De repente apareció en escena un pequeño perro callejero, con el rostro triste y el rabo entre las patas. Atravesó la calle y se paró al llegar a la sombra. Me observaba desde una distancia prudente mientras se rascaba las pulgas. Le silbe y le hice un gesto para que se acercara, pero permanecía igual, quieto parado, por más que lo llamaba el perro no reaccionaba.

Al caer la tarde, se llenó aquel lugar de niños. Niños que vivían en la calle. Se encontraban tristes. Sus rostros reflejaban temor, sabían bien que significaba el poder del miedo. También conocían el egoísmo. Lo contemplaban a diario y lo sufrían en su corazón y en su estómago. Sus miradas esperaban que alguien, quien fuese, les dijera: “Venid, esto no es más que una pesadilla”, y les ofreciera un mundo un poquito mejor.

De pronto apareció un niño pequeño, menudo, de unos siete años aproximadamente, se acercó y se sentó a mi lado, me miró y me preguntó: "¿Quieres que haga magia?"


Me quedé extrañado de la pregunta. Yo conozco la magia de los sombreros de copa, los conejos y las cartas; me intrigaba que tipo de truco haría aquel chaval, e inmediatamente contesté: "Sí, adelante, haz magia."

El muchacho sacó de uno de sus raídos bolsillos un pañuelo, lo abrió y apareció un pequeño trozo de cal, una especie de tiza. "Mira, es una piedra mágica." Dijo al tiempo que se agachaba.

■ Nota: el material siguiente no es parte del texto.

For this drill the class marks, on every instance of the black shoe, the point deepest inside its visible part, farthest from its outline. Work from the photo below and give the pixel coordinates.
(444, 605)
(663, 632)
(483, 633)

Dibujó un hueso en el suelo con la tiza y silbó al perro, que yo no conseguí atraer. Para mi asombro, el cachorro se levantó, movió la cola, vino corriendo y se puso a dar brincos y saltos de alegría alrededor del hueso. Me quedé sorprendido, por un momento creí estar soñando, pero no, estaba bien despierto.

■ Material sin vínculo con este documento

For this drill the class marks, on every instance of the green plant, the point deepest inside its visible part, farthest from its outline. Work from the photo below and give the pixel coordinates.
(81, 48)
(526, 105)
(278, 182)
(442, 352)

El muchacho volvió a sentarse y al rato me pregunto: "¿Quieres que vuelva a hacer magia?" "Sí." Contesté sin pensarlo.

De nuevo se puso a dibujar con la tiza en el suelo, esta vez hizo varios cuadrados. Al mismo tiempo que dibujaba iban acercándose los niños. De pronto, cual sería mi sorpresa cuando aquellos chicos que tenían hambre y miedo, empezaron a correr y a saltar encima de los cuadrados. Reían al tiempo que sus caras se llenaron de sonrisas, incluso alguno lloraba de la risa.

El muchacho me miró y dijo: "Para hacer magia sólo hay que saber dibujar." Sonrió y se puso a jugar con sus compañeros.

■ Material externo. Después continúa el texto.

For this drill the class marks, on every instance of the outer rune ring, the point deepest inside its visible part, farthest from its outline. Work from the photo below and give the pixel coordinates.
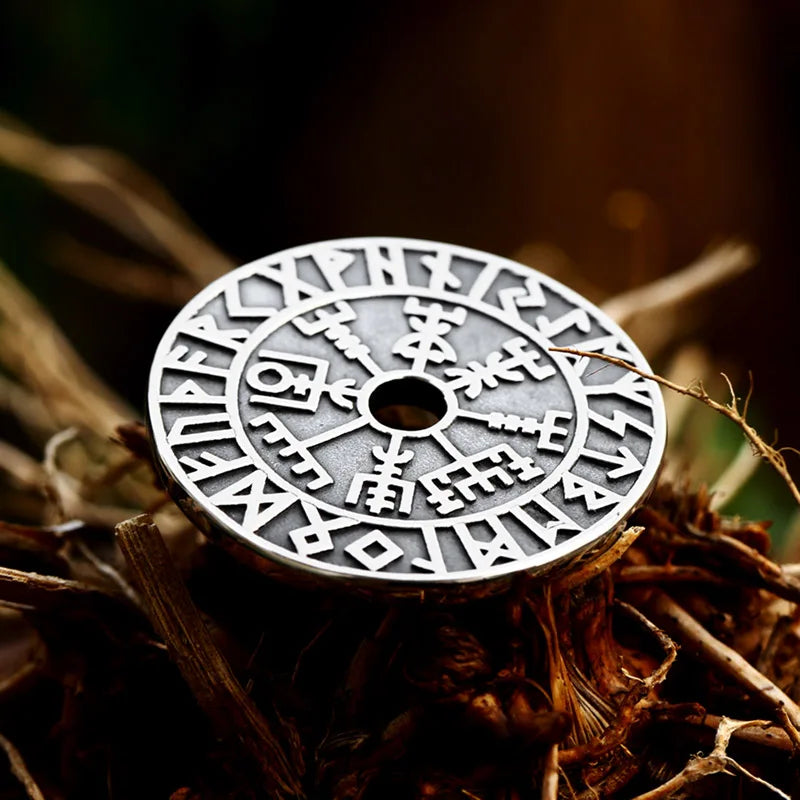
(392, 411)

Yo pensé: “Si tuviera un trozo de tiza mágica, me lo llevaría a Madrid, dibujaría un montón de cosas y cambiaría muchas cosas que no me gustan”.

Así que, levantándome, me acerqué al chico de la tiza y le dije: "Te compro un trozo de piedra mágica". "No" contestó , "la magia ni se compra ni se vende". Partió un trozo y dijo mientras me lo daba: "La magia existe y se da. Sólo hay que saber dibujar. Es necesario saber qué es lo que necesitan los otros. Si se lo das o le ayudas a conseguirlo, la magia aparece".

Regresé a Madrid y desde entonces busco dibujantes que pinten un mundo nuevo. Yo lo intento todas las noches, pero no sucede, el mundo no se transforma. He descubierto cuál es la causa:

No es que la tiza no sea mágica, es que yo soy un mal dibujante.